O governo federal tem sustentado que o Brasil se tornou basicamente um local de trânsito de migrantes que visam chegar aos Estados Unidos e Canadá, o que vem se refletindo nas retenções verificadas no aeroporto de Guarulhos. Estudos diversos sobre a dinâmica migratória, no entanto, apontam que o Brasil é tanto um país de origem quanto de destino e de trânsito de pessoas migrantes.

As medidas implementadas pelo Ministério da Justiça são fortemente questionada tanto pela sociedade civil quanto pelo meio acadêmico e jurídico, que apontam tanto violações aos direitos garantidos aos migrantes por meio da legislação nacional quanto de acordos internacionais firmados pelo Brasil.

Em 5 de setembro, a Justiça Federal atendeu a um habeas corpus da DPU que pedia a proibição de devolução dos migrantes retidos no terminal e que eles tenham acesso ao direito legal de requerer refúgio. Embora a decisão ainda esteja em vigor, o governo federal já consegui a deportação de um grupo de migrantes que se encontrava na área restrita do aeroporto, segundo apuração do MigraMundo.

Em nota, a Associação Brasileira de Antropologia (ABA), por meio de seu Comitê de Migrações e Deslocamentos, vê nas restrições impostas pelo Ministério da Justiça uma violação aos direitos garantidos aos migrantes por meio da legislação nacional. E avalia que, na prática, ela dá à Polícia Federal um poder que só pode ser exercido pelo Conare (Comitê Nacional para os Refugiados).

Um conjunto de 29 universidades brasileiras, por meio da Cátedra Sérgio Vieira de Mello, expressou diretamente ao Conare sua contrariedade com a decisão do governo brasileiro.
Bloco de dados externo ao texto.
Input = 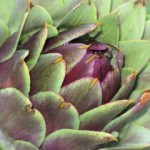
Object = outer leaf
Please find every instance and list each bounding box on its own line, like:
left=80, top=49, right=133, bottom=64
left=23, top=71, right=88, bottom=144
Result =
left=0, top=51, right=30, bottom=95
left=107, top=122, right=150, bottom=150
left=119, top=40, right=150, bottom=72
left=142, top=20, right=150, bottom=40
left=0, top=20, right=9, bottom=46
left=0, top=88, right=45, bottom=147
left=58, top=1, right=97, bottom=28
left=103, top=93, right=150, bottom=132
left=14, top=140, right=38, bottom=150
left=0, top=0, right=17, bottom=24
left=32, top=0, right=81, bottom=25
left=111, top=0, right=137, bottom=11
left=135, top=63, right=150, bottom=90
left=47, top=25, right=58, bottom=38
left=112, top=72, right=136, bottom=101
left=145, top=0, right=150, bottom=14
left=30, top=53, right=66, bottom=95
left=31, top=92, right=79, bottom=135
left=0, top=0, right=28, bottom=63
left=21, top=27, right=48, bottom=70
left=93, top=0, right=111, bottom=19
left=23, top=5, right=53, bottom=34
left=43, top=129, right=116, bottom=150
left=117, top=1, right=146, bottom=41
left=60, top=78, right=102, bottom=114
left=45, top=24, right=97, bottom=51
left=96, top=13, right=119, bottom=46
left=8, top=0, right=29, bottom=34
left=80, top=100, right=133, bottom=131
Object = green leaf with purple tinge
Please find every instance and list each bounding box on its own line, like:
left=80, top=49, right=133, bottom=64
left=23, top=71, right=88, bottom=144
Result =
left=0, top=88, right=46, bottom=147
left=57, top=1, right=97, bottom=28
left=0, top=0, right=17, bottom=24
left=119, top=40, right=150, bottom=73
left=32, top=0, right=81, bottom=26
left=103, top=92, right=150, bottom=133
left=108, top=122, right=150, bottom=150
left=23, top=5, right=53, bottom=34
left=21, top=27, right=48, bottom=70
left=80, top=100, right=133, bottom=131
left=93, top=0, right=111, bottom=19
left=0, top=0, right=28, bottom=63
left=135, top=63, right=150, bottom=90
left=30, top=53, right=66, bottom=95
left=142, top=20, right=150, bottom=40
left=46, top=43, right=87, bottom=73
left=96, top=13, right=119, bottom=46
left=116, top=0, right=146, bottom=41
left=60, top=77, right=102, bottom=114
left=0, top=20, right=9, bottom=46
left=31, top=92, right=80, bottom=135
left=111, top=72, right=136, bottom=101
left=14, top=140, right=38, bottom=150
left=44, top=24, right=97, bottom=51
left=0, top=51, right=30, bottom=95
left=42, top=129, right=116, bottom=150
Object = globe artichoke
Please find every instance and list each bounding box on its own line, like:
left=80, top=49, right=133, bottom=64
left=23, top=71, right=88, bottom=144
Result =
left=0, top=0, right=150, bottom=150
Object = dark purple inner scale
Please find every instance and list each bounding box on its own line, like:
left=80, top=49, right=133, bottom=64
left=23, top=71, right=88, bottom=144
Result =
left=63, top=43, right=113, bottom=86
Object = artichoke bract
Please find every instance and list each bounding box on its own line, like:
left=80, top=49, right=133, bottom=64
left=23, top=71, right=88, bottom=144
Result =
left=0, top=0, right=150, bottom=150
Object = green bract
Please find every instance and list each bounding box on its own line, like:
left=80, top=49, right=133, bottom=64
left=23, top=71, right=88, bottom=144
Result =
left=0, top=0, right=150, bottom=150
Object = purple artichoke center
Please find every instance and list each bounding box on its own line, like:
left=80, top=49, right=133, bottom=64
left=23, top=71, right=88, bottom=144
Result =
left=64, top=43, right=113, bottom=85
left=87, top=43, right=113, bottom=81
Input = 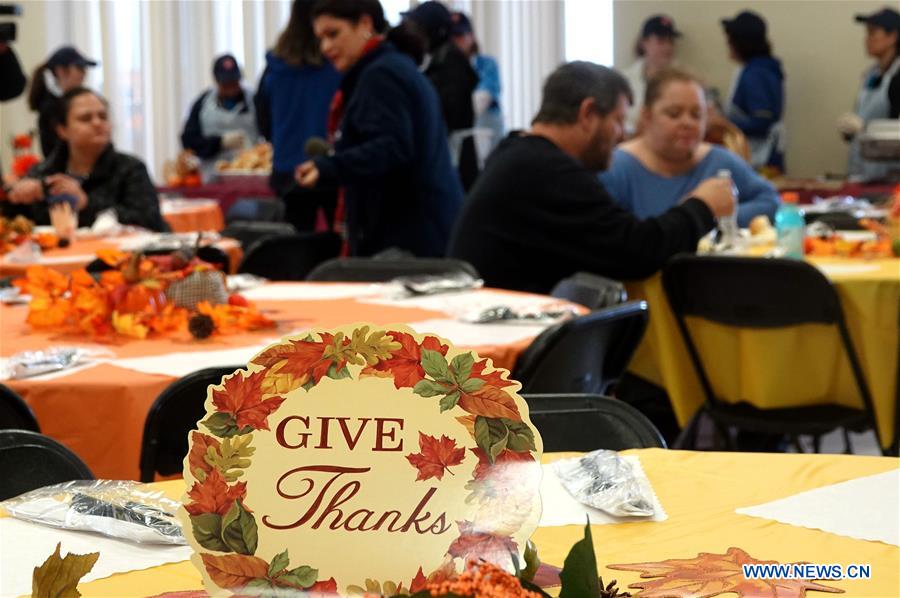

O grupo ressaltou a necessidade de se prevenir e combater o tráfico de pessoas e o contrabando de migrantes, mas que tais ações devem ser feitas respeitando os preceitos de proteção aos direitos humanos e de acordo com a tradição humanitária do Brasil.

Além disso, uma nota conjunta, assinada por dezenas de instituições, coletivos de migrantes e grupos de pesquisa no meio acadêmico, expressou repúdio à decisão do governo federal.